Der Ausschuss hat seine Arbeit mit seiner konstituierenden Sitzung am 6. Januar 2012 aufgenommen. Im Mittelpunkt der Arbeit des Ausschusses stand die Prüfung der Verträge, die im Zusammenhang mit der Teilprivatisierung der Berliner Wasserbetriebe zwischen dem Land Berlin und den privaten Anteilseignern geschlossen worden sind. Diese Verträge bedürfen nach dem Wortlaut des Gesetzes einer eingehenden Prüfung und öffentlichen Aussprache durch das Abgeordnetenhaus unter Hinzuziehung von unabhängigen Sachverständigen.
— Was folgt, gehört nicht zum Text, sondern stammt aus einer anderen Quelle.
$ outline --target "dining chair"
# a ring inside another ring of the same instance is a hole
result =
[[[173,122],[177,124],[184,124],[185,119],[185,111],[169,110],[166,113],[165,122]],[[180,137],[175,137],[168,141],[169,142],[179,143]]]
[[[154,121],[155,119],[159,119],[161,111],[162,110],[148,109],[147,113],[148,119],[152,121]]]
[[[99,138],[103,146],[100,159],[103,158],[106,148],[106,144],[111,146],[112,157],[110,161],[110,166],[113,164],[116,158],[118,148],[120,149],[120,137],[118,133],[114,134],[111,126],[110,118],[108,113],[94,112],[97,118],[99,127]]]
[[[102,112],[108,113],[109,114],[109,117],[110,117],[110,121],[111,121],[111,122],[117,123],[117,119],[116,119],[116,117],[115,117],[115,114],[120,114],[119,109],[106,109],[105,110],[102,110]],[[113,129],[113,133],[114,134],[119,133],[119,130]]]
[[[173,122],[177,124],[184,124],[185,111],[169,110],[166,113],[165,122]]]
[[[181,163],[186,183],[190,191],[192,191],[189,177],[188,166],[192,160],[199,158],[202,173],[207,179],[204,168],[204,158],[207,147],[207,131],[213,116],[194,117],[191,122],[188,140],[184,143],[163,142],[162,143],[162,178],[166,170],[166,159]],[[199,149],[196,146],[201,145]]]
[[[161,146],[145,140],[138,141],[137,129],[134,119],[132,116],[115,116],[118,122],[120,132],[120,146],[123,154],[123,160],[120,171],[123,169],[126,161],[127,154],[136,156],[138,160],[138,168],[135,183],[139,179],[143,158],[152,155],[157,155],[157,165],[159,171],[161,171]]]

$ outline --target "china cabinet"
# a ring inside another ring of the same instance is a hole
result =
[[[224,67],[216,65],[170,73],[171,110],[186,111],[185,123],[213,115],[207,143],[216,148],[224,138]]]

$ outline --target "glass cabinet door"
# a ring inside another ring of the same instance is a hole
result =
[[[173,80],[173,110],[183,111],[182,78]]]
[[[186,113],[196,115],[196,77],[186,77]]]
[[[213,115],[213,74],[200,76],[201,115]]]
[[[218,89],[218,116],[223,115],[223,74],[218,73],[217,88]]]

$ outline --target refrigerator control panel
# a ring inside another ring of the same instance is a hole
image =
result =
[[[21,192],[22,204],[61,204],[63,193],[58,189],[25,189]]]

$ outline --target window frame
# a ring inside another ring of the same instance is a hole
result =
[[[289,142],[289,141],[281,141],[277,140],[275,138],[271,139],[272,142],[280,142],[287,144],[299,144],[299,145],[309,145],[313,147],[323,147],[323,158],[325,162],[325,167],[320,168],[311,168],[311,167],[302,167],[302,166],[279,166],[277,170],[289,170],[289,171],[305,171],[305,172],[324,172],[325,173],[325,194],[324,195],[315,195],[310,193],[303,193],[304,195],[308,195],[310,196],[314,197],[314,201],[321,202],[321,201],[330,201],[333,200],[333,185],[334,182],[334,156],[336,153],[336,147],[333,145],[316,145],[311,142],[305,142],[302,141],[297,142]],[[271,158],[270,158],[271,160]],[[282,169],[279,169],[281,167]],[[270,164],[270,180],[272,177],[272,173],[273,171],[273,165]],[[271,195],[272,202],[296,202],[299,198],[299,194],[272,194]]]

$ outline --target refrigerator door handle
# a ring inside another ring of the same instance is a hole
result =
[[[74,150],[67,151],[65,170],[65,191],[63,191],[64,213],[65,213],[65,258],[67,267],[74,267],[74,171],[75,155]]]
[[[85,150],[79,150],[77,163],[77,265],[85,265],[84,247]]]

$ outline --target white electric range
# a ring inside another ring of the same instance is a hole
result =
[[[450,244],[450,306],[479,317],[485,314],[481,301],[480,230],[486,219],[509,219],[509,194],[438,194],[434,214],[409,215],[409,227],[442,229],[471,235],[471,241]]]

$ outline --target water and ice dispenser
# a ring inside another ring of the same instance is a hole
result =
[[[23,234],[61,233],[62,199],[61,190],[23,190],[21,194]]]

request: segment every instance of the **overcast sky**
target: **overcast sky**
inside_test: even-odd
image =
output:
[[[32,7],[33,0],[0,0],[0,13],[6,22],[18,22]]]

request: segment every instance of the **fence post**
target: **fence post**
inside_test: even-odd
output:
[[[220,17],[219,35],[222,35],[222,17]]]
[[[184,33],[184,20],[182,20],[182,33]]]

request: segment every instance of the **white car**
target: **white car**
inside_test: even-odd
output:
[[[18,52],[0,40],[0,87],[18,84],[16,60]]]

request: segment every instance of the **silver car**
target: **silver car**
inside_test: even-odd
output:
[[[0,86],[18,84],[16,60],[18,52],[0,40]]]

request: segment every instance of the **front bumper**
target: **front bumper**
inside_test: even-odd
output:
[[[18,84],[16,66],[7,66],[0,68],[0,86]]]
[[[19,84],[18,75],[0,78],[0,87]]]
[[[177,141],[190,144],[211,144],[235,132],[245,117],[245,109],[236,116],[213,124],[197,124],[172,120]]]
Der Sonderausschuss hat im Verlauf seiner einjährigen Arbeit in insgesamt 16 öffentlichen Sitzungen Sachverständige aus den Bereichen der Wissenschaft, der Wirtschaft und der Behörden angehört sowie die Vertrauenspersonen der Bürgerinitiative, auf die der Volksentscheid zurückzuführen ist. Mit der Vorlage seines Berichts (Drucksache 17/0750) im Dezember 2012, in dem der Ausschuss die Ergebnisse seiner Prüfung zusammengefasst hat, hat der Ausschuss seine Arbeit abgeschlossen.  Das Abgeordnetenhaus hat den Bericht des Sonderausschusses in seiner 25. Plenarsitzung am 17. Januar 2013 beraten und zur Kenntnis genommen.